Caution: Remove Selected and Remove Unselected remove the row numbers. When Auto Recalc is enabled, you must add or delete rows before using these options.
Filter X
Removes X values that fall outside of a specified interval. When you select the Filter X option, you must specify Below and Above values. The X values that fall outside of the specified interval are not used for the analysis.
Filter Y
Removes Y values that fall outside of a specified interval. When you select the Filter Y option, you must specify Below and Above values. The Y values that fall outside of the specified interval are not used for the analysis.
Reduce
Reduces the data over the X values using one of the following techniques:
– Use the Grid tab to interpolate observations to a common grid of values. You can specify the grid size. By default, the grid size is the number of values in the longest function. This is also the maximum allowable grid size.
– Use the Bin tab to create a specified number of bins that are evenly spaced over the unique X values. For each function (or level of the ID, Function variable), the observations within a bin are averaged to produce a Y value for the corresponding bin level.

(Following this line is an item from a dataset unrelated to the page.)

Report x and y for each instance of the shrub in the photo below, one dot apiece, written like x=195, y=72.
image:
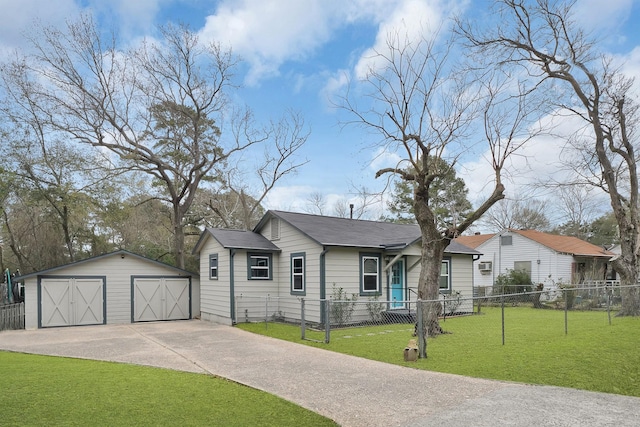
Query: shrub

– Use the Thin tab to remove every N observation over the X values, where N is determined by the specified thinning rate. This is done for each function (or level of the ID, Function variable). By default, the thinning rate is 2, which removes half of the observations in each function.
Note: The Remove options exclude the specified observations from the analysis and modeling reports, but the observations remain unchanged in the data table.
Transform
A submenu of the following options to transform the data:
Center
Centers the output.
Standardize
Standardizes the output by centering and scaling the data to have mean 0 and variance 1.
Range 0 to 1
Scales the output to lie within the range of 0 and 1.
Square Root
Transforms the data by computing the square root of the output. The output values must be nonnegative.
Square
Transforms the data by computing the square of the output.
Log
Transforms the data by computing the natural logarithm of the output.
Exp
Transforms the data by computing the exponential function of the output.
Negation
Transforms the data by negating the output.
Logit
Transforms the data by computing the logit function of the output. The output values must be between 0 and 1.
Log X
Transforms the data by computing the natural logarithm of the input.
Align
A submenu of the following options to align the input data:
Row Alignment
Replaces the input values with the row number.
Align Maximum
Aligns the functions using the observed maximum output value for each ID level. The input value associated with the observed maximum output value is set to zero for each ID level and the other input values are shifted up or down based on the difference between the observed maximum and zero.
Align Minimum
Aligns the functions using the observed minimum output value for each ID level. The input value associated with the observed minimum output value is set to zero for each ID level and the other input values are shifted up or down based on the difference between the observed minimum and zero.
Align 0 to 1
Aligns the output functions such that the range of the input values is 0 to 1.
Tip: Align 0 to 1 is particularly useful when you fit a P-Spline model.
Align by Function
Aligns the output functions such that each function starts at the overall minimum of the input values and ends at the overall maximum of the input values.
Dynamic Time Warping
(Available only when there is more than one function.) Aligns the output functions using dynamic time warping (DTW). DTW is a function alignment technique that finds an optimal warping to align two or more functions together. When you select the DTW option, a Select Reference Function window appears. Use this to select the reference function. The reference function is the function that the remaining functions are aligned to.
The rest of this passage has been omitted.